O tamponamento cardíaco foi definido pela presença de uma ou mais das seguintes características: a) hipotensão sistêmica (pressão arterial sistólica < 90 mmHg), com evidência de pulso paradoxal pela avaliação clínica ou por método invasivo; b) evidência de derrame pericárdico à angiografia; e c) presença ao exame ecocardiográfico de variação respiratória significativa da velocidade transmitral ao Doppler, veia cava inferior dilatada com falência ao colapsar à inspiração e/ou colapso diastólico da parede livre do ventrículo direito.13 IAM periprocedimento foi definido pela elevação do biomarcador creatinofosfoquinase fração MB ≥ 3 vezes o limite superior da normalidade no exame realizado até 24 horas pós-procedimento. Eventos clínicos adversos maiores (ECAM) foram definidos pelo desfecho combinado de morte por qualquer causa, IAM e cirurgia cardíaca de emergência. Sucesso angiográfico foi definido: a) pela obtenção de fluxo Thrombolysis In Myocardial Infarction (TIMI) grau 3; b) pela ausência de trombo, dissecção ou perfuração com extravasamento de contraste ativo; e c) pela estenose residual < 30% (à angiografia coronária quantitativa) no segmento tratado ao final do procedimento.

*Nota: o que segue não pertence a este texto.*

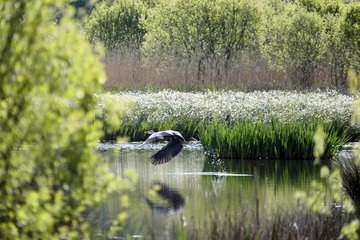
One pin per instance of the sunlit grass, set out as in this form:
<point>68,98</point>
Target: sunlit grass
<point>271,124</point>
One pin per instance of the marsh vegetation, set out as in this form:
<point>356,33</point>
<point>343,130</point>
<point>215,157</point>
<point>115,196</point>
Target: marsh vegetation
<point>269,124</point>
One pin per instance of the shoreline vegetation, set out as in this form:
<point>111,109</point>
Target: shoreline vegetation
<point>239,125</point>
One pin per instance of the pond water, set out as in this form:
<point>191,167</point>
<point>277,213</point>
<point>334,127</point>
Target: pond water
<point>193,191</point>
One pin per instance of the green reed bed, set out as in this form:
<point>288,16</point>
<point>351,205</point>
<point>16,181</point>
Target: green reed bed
<point>259,124</point>
<point>248,140</point>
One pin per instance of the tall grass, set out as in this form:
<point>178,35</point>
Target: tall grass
<point>272,124</point>
<point>248,140</point>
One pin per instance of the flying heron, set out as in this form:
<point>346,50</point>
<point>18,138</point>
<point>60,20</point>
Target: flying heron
<point>170,150</point>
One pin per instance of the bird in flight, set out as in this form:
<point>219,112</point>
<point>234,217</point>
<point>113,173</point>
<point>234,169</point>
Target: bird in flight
<point>171,149</point>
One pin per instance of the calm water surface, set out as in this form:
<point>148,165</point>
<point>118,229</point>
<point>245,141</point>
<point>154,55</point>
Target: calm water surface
<point>204,190</point>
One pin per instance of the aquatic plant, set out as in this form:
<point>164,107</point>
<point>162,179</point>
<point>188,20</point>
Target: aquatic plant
<point>259,124</point>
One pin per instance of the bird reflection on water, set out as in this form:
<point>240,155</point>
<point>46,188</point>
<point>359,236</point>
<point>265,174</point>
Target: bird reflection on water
<point>164,200</point>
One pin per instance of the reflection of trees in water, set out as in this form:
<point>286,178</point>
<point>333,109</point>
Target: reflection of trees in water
<point>277,170</point>
<point>163,199</point>
<point>166,204</point>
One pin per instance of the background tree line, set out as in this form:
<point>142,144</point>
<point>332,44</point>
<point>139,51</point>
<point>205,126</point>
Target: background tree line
<point>301,43</point>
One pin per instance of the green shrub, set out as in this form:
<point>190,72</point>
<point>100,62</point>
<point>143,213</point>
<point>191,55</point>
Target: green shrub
<point>116,24</point>
<point>50,176</point>
<point>204,34</point>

Já o sucesso do procedimento foi definido como sucesso angiográfico mais ausência de ECAM durante a hospitalização índice.

Procedimento

Os procedimentos de ICP foram realizados de acordo com as recomendações das diretrizes atuais, objetivando resultado angiográfico ótimo após o implante de dispositivo coronário.14 A via de acesso arterial, a escolha do material para realização da ICP (corda-guia, cateter-balão, etc.), o tipo de stent utilizado, a técnica de implante do stent e a terapia medicamentosa adjunta ficaram a critério do operador. Em relação à terapia antitrombótica, o pré-tratamento incluiu aspirina na dose de 100 mg/dia em caso de uso crônico (> 7 dias) ou dose de ataque de 200 mg realizada > 24 horas antes da ICP e clopidogrel, na dose de ataque de 300 mg > 24 horas antes da intervenção ou 600 mg antes do procedimento (preferencialmente > 2 horas) em casos de síndrome coronária aguda. Após o procedimento, os pacientes eram orientados a permanecer em uso de terapia antiplaquetária dupla (aspirina 100 mg mais clopidogrel 75 mg) por pelo menos um mês em caso de implante de stent(s) não-farmacológico(s) e um ano para stent(s) farmacológico(s). Com relação à terapia antitrombínica durante o procedimento, a heparina intravenosa era administrada na dose de 70 U/kg a 100 U/kg de peso para manter um tempo de coagulação ativada > 250 segundos ou > 200 segundos em caso de administração concomitante de inibidor da glicoproteína IIb/IIIa, utilizado a critério do operador.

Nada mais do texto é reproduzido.